SUDAN: US DEPUTY SECRETARY OF STATE ROBERT ZOELLICK ARRIVES IN SUDAN TOP DISCUSS DARFUR REFUGEES
Record ID:
222811
SUDAN: US DEPUTY SECRETARY OF STATE ROBERT ZOELLICK ARRIVES IN SUDAN TOP DISCUSS DARFUR REFUGEES
- Title: SUDAN: US DEPUTY SECRETARY OF STATE ROBERT ZOELLICK ARRIVES IN SUDAN TOP DISCUSS DARFUR REFUGEES
- Date: 3rd June 2005
- Summary: (BN12) EL-FASHER, SUDAN (JUNE 3, 2005)(REUTERS - ACCESS ALL) 1. SLV PLANE TAXIING 0.08 2. SLV WAITING OFFICIALS INCLUDING AFRICA UNION DEPUTY COMMANDER JEAN-BAPTISTE KAZURA 0.12 3. WIDE OF PLANE 0.16 4. VARIOUS OF U.S. ASSISTANT SECRETARY OF STATE ROBERT ZOELLICK AND BEING WELCOMED BY AFRICAN UNION AND SUDANESE OFFICIALS 0.37 Initials Script is copyright Reuters Limited. All rights reserved
- Embargoed: 18th June 2005 13:00
- Keywords:
- Location: EL-ASHER, DARFUR, SUDAN
- Country: Sudan
- Reuters ID: LVAE57MQJ6FOR6US2HA4CJXPFEH5
- Story Text: US Deputy Secretary of State Robert Zoellick calls
for more police to protect Darfur refugees.
U.S. Deputy Secretary of State Robert Zoellick
arrived on Friday (June 3) in Sudan's Darfur region, where
more than half the population is going hungry and African
Union troops are struggling to keep the peace.
Zoellick arrived in the dusty region with little
official fanfare and headed straight to the AU headquarters
to be briefed on the security situation by the chief of the
mission, who is in charge of around 2,300 troops and
hundreds of civilian police.
"This visit is ... to assess the humanitarian and
security situation (and) to show support for the African
Union mission," a senior State Department official said.
More than half of Darfur's population need food aid,
the U.N. World Food Programme said on Thursday, with rural
families joining refugees in the food queues.
Zoellick visited Sudan in March, met with senior
government officials and travelled to Darfur and the south,
where a peace deal signed in January is being implemented.

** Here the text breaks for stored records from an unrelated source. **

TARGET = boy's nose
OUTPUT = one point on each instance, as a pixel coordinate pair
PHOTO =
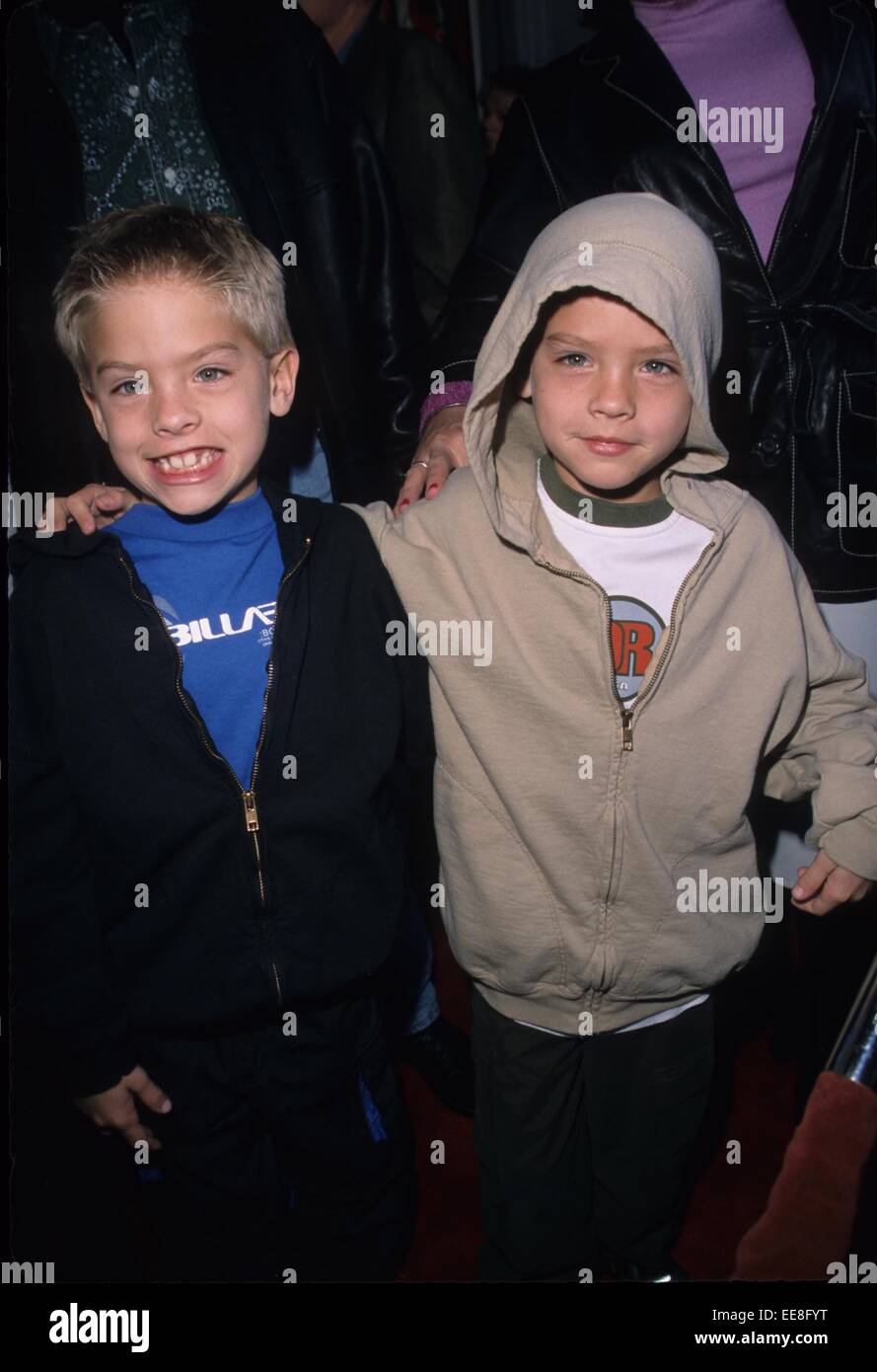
(612, 397)
(172, 414)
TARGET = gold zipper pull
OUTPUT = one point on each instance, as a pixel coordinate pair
(250, 812)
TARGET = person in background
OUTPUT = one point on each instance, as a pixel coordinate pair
(403, 83)
(115, 105)
(500, 91)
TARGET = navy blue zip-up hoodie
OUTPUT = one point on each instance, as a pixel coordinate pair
(150, 892)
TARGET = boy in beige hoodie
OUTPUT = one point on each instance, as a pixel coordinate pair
(621, 649)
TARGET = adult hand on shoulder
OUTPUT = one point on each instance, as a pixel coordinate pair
(94, 506)
(824, 885)
(440, 452)
(116, 1107)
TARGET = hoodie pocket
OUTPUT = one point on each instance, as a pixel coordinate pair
(500, 917)
(694, 949)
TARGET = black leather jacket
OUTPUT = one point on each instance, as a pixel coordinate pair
(799, 328)
(305, 171)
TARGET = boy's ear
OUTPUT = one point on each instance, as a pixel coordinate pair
(282, 372)
(95, 411)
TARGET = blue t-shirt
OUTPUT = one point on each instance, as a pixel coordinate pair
(215, 583)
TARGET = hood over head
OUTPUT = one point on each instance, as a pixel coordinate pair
(632, 246)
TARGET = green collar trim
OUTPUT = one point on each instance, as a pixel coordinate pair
(596, 510)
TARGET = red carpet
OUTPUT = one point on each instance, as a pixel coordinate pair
(728, 1198)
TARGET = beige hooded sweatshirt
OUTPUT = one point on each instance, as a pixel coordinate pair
(569, 826)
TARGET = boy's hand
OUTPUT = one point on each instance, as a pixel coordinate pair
(824, 885)
(441, 449)
(94, 506)
(116, 1108)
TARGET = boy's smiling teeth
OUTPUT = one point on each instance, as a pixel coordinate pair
(185, 461)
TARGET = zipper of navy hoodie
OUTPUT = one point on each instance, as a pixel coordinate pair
(251, 815)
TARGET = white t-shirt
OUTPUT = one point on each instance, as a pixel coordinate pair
(640, 569)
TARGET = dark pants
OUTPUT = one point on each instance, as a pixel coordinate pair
(285, 1157)
(584, 1143)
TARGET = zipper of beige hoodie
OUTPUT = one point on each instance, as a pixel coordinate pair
(626, 715)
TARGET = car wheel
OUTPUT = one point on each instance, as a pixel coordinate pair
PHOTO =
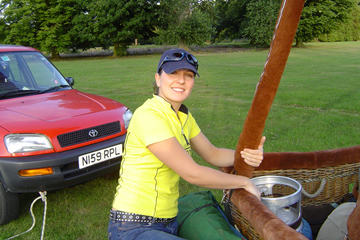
(9, 205)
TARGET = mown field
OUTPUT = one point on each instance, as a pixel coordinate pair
(317, 107)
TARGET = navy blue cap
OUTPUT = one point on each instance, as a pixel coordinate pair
(170, 67)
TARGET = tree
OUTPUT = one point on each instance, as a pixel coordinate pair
(262, 17)
(117, 22)
(255, 19)
(41, 24)
(322, 17)
(185, 22)
(231, 18)
(349, 31)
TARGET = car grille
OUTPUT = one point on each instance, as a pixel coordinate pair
(84, 135)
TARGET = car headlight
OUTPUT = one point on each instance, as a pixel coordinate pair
(20, 143)
(127, 117)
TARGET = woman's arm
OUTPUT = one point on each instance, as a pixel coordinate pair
(171, 153)
(221, 157)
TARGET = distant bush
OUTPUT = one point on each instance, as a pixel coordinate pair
(346, 32)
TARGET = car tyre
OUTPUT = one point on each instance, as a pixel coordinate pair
(9, 205)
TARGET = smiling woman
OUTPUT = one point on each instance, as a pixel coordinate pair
(157, 153)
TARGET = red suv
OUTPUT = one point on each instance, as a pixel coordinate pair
(51, 135)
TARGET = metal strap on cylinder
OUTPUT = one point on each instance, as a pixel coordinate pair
(317, 193)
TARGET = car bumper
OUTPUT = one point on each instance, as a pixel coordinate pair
(65, 168)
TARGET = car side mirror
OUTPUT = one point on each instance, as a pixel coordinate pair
(70, 80)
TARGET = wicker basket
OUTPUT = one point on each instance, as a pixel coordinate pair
(321, 186)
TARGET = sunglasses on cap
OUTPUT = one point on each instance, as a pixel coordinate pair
(176, 57)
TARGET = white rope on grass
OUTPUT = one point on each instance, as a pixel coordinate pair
(43, 198)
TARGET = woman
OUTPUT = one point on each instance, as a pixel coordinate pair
(157, 153)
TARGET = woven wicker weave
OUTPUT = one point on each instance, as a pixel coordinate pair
(336, 179)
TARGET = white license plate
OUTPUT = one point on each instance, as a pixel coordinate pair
(99, 156)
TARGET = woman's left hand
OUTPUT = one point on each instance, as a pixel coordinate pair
(254, 157)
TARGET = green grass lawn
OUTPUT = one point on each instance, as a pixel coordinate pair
(317, 107)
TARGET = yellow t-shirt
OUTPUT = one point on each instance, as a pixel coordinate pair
(146, 185)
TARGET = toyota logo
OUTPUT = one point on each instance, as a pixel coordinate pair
(93, 133)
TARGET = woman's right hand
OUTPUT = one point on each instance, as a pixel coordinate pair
(252, 188)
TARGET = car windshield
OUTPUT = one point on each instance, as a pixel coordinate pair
(24, 73)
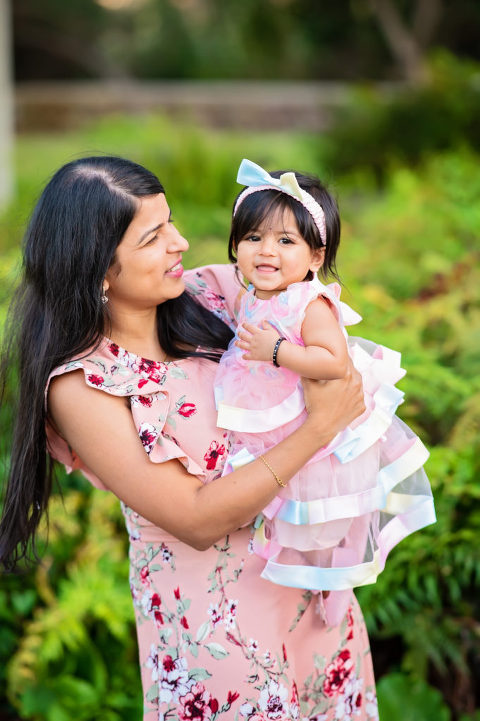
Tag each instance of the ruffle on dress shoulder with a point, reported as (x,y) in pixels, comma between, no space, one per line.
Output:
(217,288)
(117,372)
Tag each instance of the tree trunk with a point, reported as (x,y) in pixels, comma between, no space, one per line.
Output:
(408,44)
(6,105)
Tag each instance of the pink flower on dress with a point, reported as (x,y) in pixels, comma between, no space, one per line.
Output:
(350,704)
(247,710)
(214,301)
(294,703)
(230,617)
(148,436)
(95,380)
(273,700)
(213,454)
(197,704)
(337,673)
(232,696)
(153,662)
(153,607)
(350,623)
(174,680)
(187,409)
(145,575)
(215,615)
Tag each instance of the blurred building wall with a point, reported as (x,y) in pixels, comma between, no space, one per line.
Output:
(6,104)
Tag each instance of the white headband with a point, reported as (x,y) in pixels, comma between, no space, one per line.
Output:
(256,178)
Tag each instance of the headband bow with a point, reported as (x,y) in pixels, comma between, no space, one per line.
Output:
(256,178)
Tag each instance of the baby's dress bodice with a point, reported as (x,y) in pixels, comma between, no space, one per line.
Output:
(272,395)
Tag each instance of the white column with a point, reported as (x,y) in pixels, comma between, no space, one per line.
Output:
(6,105)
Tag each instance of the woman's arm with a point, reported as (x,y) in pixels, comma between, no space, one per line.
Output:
(324,355)
(100,428)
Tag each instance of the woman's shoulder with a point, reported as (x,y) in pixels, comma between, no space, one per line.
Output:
(217,288)
(113,370)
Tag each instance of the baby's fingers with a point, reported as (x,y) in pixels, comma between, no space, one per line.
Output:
(250,328)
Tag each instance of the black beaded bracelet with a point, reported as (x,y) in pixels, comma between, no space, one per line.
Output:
(275,351)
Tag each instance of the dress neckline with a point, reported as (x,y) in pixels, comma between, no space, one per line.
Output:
(143,363)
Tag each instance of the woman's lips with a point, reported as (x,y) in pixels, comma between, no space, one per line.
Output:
(176,271)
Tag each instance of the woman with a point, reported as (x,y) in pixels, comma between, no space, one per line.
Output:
(103,273)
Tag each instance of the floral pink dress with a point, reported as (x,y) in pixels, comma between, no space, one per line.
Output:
(215,639)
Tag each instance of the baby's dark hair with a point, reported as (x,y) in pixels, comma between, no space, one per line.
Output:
(256,207)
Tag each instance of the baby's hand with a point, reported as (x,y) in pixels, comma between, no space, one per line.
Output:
(258,343)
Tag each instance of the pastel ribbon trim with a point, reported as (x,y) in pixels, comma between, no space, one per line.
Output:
(256,178)
(302,513)
(419,513)
(258,421)
(355,441)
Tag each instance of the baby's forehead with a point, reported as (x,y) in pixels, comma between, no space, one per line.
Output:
(279,219)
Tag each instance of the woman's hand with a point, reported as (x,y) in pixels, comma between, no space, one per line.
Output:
(338,401)
(257,342)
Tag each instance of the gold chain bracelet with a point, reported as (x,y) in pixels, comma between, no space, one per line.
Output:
(279,480)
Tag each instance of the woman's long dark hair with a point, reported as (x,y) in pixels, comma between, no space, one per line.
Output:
(57,313)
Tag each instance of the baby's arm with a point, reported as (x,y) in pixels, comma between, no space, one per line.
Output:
(324,356)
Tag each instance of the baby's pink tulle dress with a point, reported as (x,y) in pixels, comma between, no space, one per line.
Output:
(333,526)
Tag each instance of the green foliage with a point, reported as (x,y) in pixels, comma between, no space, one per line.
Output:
(409,261)
(405,699)
(376,133)
(77,654)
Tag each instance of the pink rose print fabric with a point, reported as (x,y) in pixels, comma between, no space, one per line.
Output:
(215,640)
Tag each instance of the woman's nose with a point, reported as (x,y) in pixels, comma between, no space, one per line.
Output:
(178,242)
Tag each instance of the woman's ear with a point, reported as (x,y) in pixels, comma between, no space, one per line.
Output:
(318,257)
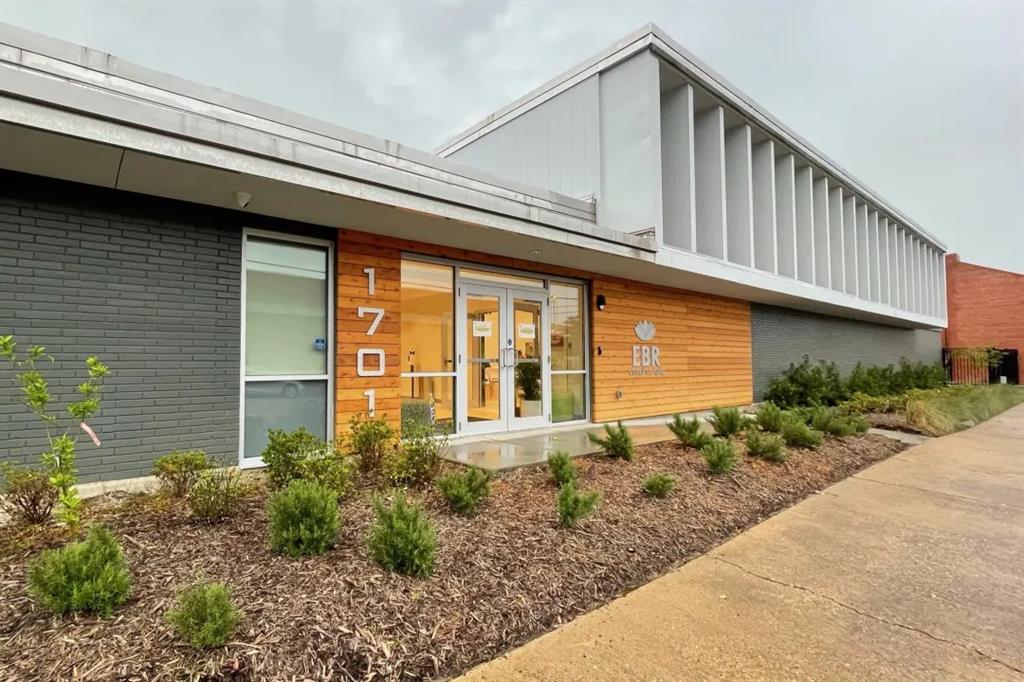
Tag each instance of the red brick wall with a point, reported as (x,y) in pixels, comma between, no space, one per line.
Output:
(985,307)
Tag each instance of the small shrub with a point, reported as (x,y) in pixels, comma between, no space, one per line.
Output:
(727,422)
(371,439)
(90,576)
(27,496)
(179,470)
(402,539)
(205,614)
(574,506)
(766,445)
(216,495)
(330,468)
(562,468)
(797,433)
(658,485)
(303,519)
(284,453)
(616,442)
(417,459)
(688,431)
(720,455)
(465,491)
(770,418)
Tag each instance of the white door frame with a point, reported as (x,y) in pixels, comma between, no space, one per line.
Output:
(247,232)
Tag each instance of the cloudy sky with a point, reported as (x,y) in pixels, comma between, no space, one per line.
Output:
(924,101)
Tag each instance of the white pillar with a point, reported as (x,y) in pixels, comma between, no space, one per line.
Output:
(785,218)
(709,165)
(765,248)
(677,168)
(738,196)
(805,224)
(822,263)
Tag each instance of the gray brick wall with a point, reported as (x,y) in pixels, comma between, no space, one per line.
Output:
(152,288)
(780,336)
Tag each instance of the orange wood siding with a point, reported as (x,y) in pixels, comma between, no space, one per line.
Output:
(704,343)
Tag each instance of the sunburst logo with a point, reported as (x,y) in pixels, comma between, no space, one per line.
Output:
(644,330)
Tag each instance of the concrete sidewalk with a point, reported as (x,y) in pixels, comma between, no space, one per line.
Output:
(911,569)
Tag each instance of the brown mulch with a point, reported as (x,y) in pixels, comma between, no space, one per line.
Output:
(501,579)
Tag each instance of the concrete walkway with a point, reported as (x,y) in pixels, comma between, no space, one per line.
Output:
(912,569)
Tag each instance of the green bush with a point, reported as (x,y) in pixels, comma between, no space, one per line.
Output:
(216,495)
(658,485)
(27,496)
(766,445)
(284,453)
(402,539)
(90,576)
(465,491)
(330,468)
(574,506)
(720,455)
(205,614)
(797,433)
(303,519)
(616,442)
(372,440)
(727,422)
(417,459)
(688,431)
(179,470)
(770,418)
(562,468)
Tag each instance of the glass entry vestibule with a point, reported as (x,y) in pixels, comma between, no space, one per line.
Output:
(488,350)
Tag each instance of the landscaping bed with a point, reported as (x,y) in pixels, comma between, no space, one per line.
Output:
(501,578)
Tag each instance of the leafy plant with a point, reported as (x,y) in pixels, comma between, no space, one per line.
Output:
(89,576)
(216,495)
(766,445)
(285,451)
(720,455)
(797,433)
(769,418)
(205,614)
(727,422)
(27,495)
(573,506)
(417,459)
(658,485)
(371,439)
(465,491)
(562,468)
(179,470)
(402,539)
(303,519)
(61,436)
(688,431)
(616,442)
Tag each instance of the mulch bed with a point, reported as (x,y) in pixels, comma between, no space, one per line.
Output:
(501,579)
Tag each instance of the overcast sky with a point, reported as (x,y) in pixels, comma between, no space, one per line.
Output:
(923,101)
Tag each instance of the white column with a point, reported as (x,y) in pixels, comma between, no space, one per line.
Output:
(836,245)
(850,242)
(677,168)
(709,165)
(805,224)
(822,263)
(738,196)
(764,207)
(785,218)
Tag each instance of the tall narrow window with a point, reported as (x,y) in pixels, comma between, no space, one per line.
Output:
(568,352)
(427,351)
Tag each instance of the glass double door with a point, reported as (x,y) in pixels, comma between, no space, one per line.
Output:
(503,354)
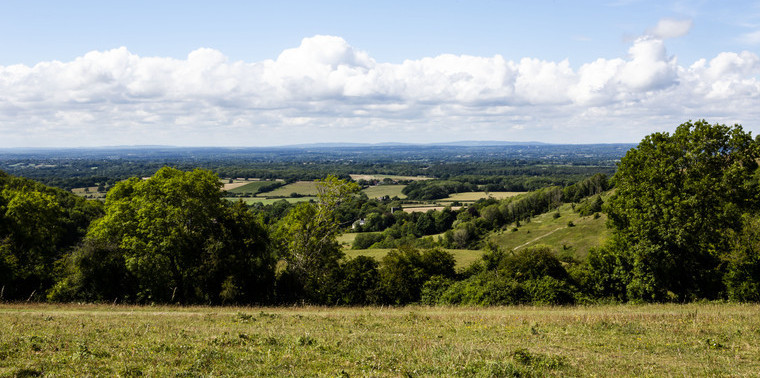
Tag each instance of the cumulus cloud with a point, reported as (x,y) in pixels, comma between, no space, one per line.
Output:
(327,90)
(668,28)
(752,38)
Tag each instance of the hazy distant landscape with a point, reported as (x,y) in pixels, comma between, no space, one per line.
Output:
(475,189)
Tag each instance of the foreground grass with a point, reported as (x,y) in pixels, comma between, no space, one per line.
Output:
(627,340)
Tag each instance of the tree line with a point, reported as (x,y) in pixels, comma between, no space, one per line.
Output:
(683,212)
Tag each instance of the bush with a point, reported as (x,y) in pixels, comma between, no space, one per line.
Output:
(358,282)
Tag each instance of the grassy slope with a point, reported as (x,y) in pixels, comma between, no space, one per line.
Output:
(621,340)
(545,229)
(251,187)
(269,201)
(474,196)
(385,190)
(305,188)
(464,257)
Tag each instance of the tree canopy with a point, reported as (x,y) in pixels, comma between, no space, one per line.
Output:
(178,240)
(678,198)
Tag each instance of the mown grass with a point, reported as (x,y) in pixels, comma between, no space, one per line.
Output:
(391,191)
(251,187)
(357,177)
(304,188)
(586,233)
(463,257)
(269,201)
(612,340)
(474,196)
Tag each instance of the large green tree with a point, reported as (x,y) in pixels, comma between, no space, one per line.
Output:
(172,238)
(38,226)
(678,198)
(307,240)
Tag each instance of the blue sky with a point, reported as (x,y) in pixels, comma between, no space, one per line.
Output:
(88,73)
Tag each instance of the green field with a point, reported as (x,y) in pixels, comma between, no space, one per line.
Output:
(269,201)
(357,177)
(613,340)
(464,257)
(251,187)
(304,188)
(385,190)
(545,229)
(474,196)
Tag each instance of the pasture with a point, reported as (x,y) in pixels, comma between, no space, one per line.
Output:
(269,201)
(304,188)
(586,232)
(357,177)
(246,186)
(708,339)
(463,257)
(474,196)
(391,191)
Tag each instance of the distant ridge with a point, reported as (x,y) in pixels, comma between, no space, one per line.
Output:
(465,143)
(349,145)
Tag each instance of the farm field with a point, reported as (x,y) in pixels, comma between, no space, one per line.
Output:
(269,201)
(246,186)
(89,192)
(385,190)
(586,233)
(608,340)
(464,257)
(357,177)
(426,208)
(304,188)
(474,196)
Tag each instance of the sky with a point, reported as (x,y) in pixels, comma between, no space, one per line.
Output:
(267,73)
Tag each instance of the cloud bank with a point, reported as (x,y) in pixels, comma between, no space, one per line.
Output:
(327,90)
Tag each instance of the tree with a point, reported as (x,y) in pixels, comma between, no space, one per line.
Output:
(677,199)
(307,239)
(178,241)
(38,226)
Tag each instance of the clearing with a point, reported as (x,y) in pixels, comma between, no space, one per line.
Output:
(706,339)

He was keen to emphasise on that visit the importance
of the North-South peace deal and its relation to finding a
lasting solution to the Darfur rebellion, which is in its
third year.
The United States calls the violence in Darfur
genocide, an assertion repeated by President George W. Bush
on Wednesday. A U.N.-appointed commission of inquiry
stopped short of finding genocide in Darfur but said
heinous crimes against humanity may have taken place.
The U.N. Security Council has instructed the
International Criminal Court to investigate alleged war
crimes in Darfur, the first such referral.
Zoellick will travel to Kutum town in North Darfur on
Friday, where some of the first attacks during the
rebellion took place, and will meet with tribal leaders and
aid agencies.
He will later return to Khartoum to meet with First
Vice President Ali Osman Mohamed Taha, in charge of the
Darfur file, and the top U.N. envoy in Sudan, Jan Pronk.